Even when a new enterprise has got through the pre-start stage and is able to prove that it is investment-ready, there is still a lot to do before it can launch a community share offer. There are four main documents it needs to have in place:
- a governing document that sets out the rules of the society, defining its purpose, objectives, membership, management and form of share capital
- an offer document aimed at the target community promoting the sale of share capital; community share offers are normally exempt from financial promotions regulations, but are nevertheless bound by contract law to observe good practice and follow guidance on these matters
- a business plan that provides the evidence to support the assumptions and assertions made in the offer document
- a community engagement plan for recruiting members to the society, involving them in the business model, and securing their investment.
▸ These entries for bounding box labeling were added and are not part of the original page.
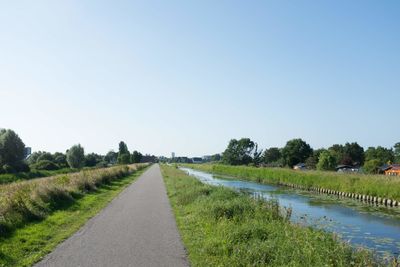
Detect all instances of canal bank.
[183,168,400,257]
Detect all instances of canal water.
[180,168,400,257]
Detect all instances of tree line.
[222,138,400,173]
[0,129,143,173]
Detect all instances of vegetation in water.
[162,165,379,266]
[185,164,400,201]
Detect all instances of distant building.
[293,163,307,170]
[24,147,32,158]
[335,165,360,172]
[192,157,203,163]
[383,164,400,176]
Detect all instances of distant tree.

Community share offers are markedly different to share offers made by private enterprise, in the following ways:
- Private enterprises usually only make public offers at a relatively late stage in their development, typically as part of an exit strategy for private equity. In contrast, community share offers tend to be made by new enterprises with no proven record of success.
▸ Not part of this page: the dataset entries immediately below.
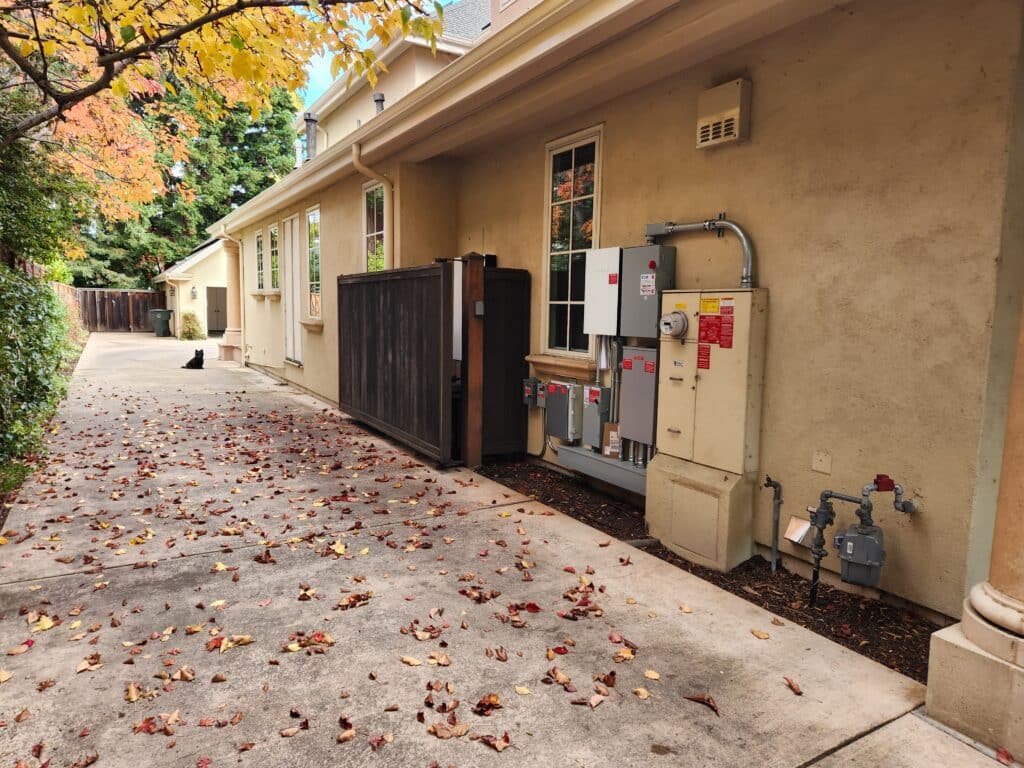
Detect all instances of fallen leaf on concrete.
[684,693,722,717]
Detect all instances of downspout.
[352,142,394,269]
[220,224,248,366]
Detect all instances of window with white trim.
[362,184,385,272]
[256,229,263,291]
[547,132,600,352]
[306,208,321,318]
[270,224,281,291]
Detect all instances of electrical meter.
[657,312,690,339]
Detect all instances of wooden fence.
[73,288,164,333]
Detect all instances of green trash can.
[150,309,174,336]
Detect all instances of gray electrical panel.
[583,384,611,449]
[618,348,657,445]
[545,381,583,440]
[618,246,676,339]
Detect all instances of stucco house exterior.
[210,0,1024,751]
[153,239,227,338]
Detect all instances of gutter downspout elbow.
[352,142,394,269]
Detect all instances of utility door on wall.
[206,286,227,336]
[281,216,302,362]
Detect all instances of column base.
[925,600,1024,755]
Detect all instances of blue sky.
[299,0,454,106]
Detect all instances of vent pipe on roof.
[302,112,319,162]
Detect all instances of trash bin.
[150,309,174,336]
- New private enterprises usually raise share capital from family, friends, business angels and other types of sophisticated investor, whereas community share offers are aimed at people who are unlikely to have had any prior experience, knowledge or competencies in investing in enterprise.
- Start-up private enterprises tend to raise share capital through private placements, which might lead to a handful of investors purchasing stakes in lots of £50,000 to £100,000. In contrast, the average number of investors in a community share offer is 200 and the average amount invested is £1,000 per investor.